It is the latest fashion phenomenon to come out of the credit crunch. Based around the idea that one woman’s trash is another woman’s treasure, swishing is the only way to update your wardrobe without opening your wallet.

Literally meaning “rustling clothes”, the craze involves swapping your unwanted clothes with other people and going home with something new – and completely free. Swishing parties can be organised amongst friends or, like the East Festival last weekend, with hundreds of strangers.

Eager to take part, I was told to bring between one and five good quality items of clothing, shoes or accessories that I no longer wear but would be proud to pass on to a fellow swisher. In return, I would take an equal number of items home. “We do quality control at the door to make sure people don’t end up with Primark vests,” says one of the organisers, referring to the staff posted at the entrance to scrutinise swishers’ offerings.

It has all the competitive elements of shopping, but with people paying little attention to the usual “no scratching, spitting or biting” rule. After dropping off my contributions, I got a stamp for each. We were then allowed just 20 minutes to peruse the clothes before the actual swap. It was a frantic time of remembering where all the real finds were, followed by a herculean effort of restraint not to push too many people to the floor to get them. After securing two out of three of my coveted items, and leaving my own clothes to the mercy of the rail, I skulked in the corner. There I took advantage of this unique opportunity to anonymously observe what other people thought of my clothes. I had brought an old dress, which was by no means hideous, but was hanging limply on its hanger. It’s a validation when two women fight each other for your dress and a deep embarrassment when it is looked at with disdain before being tossed on the floor. Unfortunately for me, mine fell into the latter category with two women each arguing the other should take it home.

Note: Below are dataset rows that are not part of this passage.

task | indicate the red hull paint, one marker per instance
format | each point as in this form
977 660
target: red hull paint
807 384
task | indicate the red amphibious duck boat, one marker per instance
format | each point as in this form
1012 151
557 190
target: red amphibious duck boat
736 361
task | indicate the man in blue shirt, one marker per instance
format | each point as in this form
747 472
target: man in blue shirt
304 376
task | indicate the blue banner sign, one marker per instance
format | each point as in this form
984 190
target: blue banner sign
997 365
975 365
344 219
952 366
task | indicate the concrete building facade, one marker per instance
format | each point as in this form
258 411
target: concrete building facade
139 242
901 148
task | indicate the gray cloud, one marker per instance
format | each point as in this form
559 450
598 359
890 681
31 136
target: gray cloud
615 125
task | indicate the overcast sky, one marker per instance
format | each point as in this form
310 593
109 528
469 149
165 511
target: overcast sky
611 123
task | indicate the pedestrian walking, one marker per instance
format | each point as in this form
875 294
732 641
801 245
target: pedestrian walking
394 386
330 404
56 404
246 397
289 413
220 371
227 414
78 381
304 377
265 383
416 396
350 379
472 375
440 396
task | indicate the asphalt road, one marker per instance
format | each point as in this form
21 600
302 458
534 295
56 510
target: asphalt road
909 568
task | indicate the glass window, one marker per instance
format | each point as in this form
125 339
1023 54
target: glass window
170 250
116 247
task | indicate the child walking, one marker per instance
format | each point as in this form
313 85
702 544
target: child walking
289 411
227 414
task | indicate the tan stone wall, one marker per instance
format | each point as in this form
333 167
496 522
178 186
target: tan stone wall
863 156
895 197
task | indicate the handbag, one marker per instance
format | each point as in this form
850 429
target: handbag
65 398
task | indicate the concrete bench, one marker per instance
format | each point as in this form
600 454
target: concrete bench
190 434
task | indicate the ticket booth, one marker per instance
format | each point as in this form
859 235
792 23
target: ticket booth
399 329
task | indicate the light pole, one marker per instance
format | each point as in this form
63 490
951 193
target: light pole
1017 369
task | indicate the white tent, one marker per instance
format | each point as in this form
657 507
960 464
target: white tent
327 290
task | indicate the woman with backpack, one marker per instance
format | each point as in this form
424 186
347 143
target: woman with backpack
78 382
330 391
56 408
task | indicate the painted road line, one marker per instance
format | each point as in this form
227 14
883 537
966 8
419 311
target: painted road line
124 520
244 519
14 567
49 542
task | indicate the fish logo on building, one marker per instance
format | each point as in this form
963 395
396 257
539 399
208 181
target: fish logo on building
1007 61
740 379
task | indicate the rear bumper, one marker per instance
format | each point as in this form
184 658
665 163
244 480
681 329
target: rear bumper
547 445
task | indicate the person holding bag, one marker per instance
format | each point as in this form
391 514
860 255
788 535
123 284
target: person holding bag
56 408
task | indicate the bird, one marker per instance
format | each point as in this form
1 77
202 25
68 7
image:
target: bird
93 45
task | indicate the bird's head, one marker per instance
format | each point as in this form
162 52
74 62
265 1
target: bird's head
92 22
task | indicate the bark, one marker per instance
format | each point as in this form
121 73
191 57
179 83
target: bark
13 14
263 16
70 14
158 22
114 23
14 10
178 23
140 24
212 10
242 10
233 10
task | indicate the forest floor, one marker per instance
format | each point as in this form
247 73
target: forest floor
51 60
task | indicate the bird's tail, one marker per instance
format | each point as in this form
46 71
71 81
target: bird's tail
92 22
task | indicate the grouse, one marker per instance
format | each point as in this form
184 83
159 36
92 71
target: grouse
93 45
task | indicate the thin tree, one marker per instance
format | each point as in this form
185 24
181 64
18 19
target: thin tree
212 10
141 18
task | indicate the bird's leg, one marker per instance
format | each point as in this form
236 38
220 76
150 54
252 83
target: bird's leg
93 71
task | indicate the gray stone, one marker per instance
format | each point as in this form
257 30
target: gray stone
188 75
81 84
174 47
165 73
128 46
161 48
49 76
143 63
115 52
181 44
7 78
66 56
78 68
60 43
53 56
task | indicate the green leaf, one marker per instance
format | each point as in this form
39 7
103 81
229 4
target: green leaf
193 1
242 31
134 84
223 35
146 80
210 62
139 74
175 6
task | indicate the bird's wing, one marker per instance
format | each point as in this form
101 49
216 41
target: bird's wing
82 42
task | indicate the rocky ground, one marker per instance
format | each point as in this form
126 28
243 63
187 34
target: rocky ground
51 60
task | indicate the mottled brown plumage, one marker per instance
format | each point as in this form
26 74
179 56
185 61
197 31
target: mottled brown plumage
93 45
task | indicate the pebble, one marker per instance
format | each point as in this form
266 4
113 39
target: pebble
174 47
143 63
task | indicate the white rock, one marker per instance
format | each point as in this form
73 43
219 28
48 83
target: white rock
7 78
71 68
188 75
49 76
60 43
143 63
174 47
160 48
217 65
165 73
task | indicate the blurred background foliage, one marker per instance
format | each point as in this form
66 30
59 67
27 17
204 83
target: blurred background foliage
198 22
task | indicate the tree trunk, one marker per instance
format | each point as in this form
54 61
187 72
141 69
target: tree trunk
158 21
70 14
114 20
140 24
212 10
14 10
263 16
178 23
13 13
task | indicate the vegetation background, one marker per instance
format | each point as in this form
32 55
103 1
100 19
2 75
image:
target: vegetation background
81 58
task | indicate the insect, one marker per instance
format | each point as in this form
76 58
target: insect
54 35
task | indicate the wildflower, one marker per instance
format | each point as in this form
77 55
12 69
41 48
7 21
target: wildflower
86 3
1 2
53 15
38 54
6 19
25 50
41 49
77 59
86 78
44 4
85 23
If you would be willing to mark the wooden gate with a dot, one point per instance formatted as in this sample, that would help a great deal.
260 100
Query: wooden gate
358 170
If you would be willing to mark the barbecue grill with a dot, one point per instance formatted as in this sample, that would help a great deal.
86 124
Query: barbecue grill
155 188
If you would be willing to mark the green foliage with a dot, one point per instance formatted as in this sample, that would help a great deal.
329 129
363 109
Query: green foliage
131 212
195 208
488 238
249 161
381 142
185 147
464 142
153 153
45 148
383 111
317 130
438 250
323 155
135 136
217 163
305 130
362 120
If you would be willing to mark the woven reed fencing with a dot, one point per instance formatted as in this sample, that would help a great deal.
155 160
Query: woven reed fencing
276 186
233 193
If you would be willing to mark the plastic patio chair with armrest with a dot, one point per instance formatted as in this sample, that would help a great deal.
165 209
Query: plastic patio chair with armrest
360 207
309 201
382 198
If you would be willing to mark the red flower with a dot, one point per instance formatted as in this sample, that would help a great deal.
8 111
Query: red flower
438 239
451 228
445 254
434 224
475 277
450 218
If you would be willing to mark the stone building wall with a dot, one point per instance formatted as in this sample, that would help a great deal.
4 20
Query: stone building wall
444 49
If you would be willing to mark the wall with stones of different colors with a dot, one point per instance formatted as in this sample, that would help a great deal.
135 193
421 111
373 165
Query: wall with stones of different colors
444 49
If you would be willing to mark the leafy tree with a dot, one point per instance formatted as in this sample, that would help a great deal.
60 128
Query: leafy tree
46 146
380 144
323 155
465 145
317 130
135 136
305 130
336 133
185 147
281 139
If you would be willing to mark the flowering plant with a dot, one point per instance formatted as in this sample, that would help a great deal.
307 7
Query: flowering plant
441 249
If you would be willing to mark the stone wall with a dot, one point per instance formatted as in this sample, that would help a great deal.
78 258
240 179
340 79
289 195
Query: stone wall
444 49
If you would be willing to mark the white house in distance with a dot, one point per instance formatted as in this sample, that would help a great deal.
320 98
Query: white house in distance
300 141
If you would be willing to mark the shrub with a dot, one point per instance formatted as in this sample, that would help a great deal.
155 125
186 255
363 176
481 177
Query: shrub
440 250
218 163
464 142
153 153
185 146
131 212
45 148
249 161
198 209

Swishing looks set to become a viable alternative to shopping for people tightening the purse strings, but refusing to sacrifice their wardrobe. One swisher at the festival, 24-year-old Jennifer Reed, said: “I’m on an internship so I don’t get paid much. It’s great to get something new and get a few things out of my cupboard that would have stayed there years. I brought in a few dresses and a silk camisole. I’m looking to swap them for spring clothes.”

 But for Matilda Green, 53, swishing means more. “I lost my job last year so I have to cut back,” she says. “The amount I’ve saved this year from going to these events is unbelievable. I don’t have the income I need to support my clothes-buying addiction any more so this is ideal. I go swishing about twice a month and feel like I can get that new clothes feeling without the guilt.”

Women in the UK only wear 20 per cent of their wardrobes and every year throw 100,000 tonnes of clothes into landfill, says the recycling charity Traid. Businesses like Primark and Asda have been blamed for this because of their sale of cheap, disposable fashion. Mark Prescott, the organiser of last weekend’s event, says the time is ripe for swishing to sweep the country. The economic crisis means events that don’t cost anything are very important,” he says. Prescott adds that the events also bring people to the area who will spend money locally. “So swishing is a very good event for our time.”

He also believes hosting it in Hackney was a big part of the event’s success. “Swishing is perfect for the East Festival because it is connected to the atmosphere of the area. There are a lot of small designer shops and fashion students who come here for inspiration. I knew we would get a lot of interesting people. I hope the East can start something big.”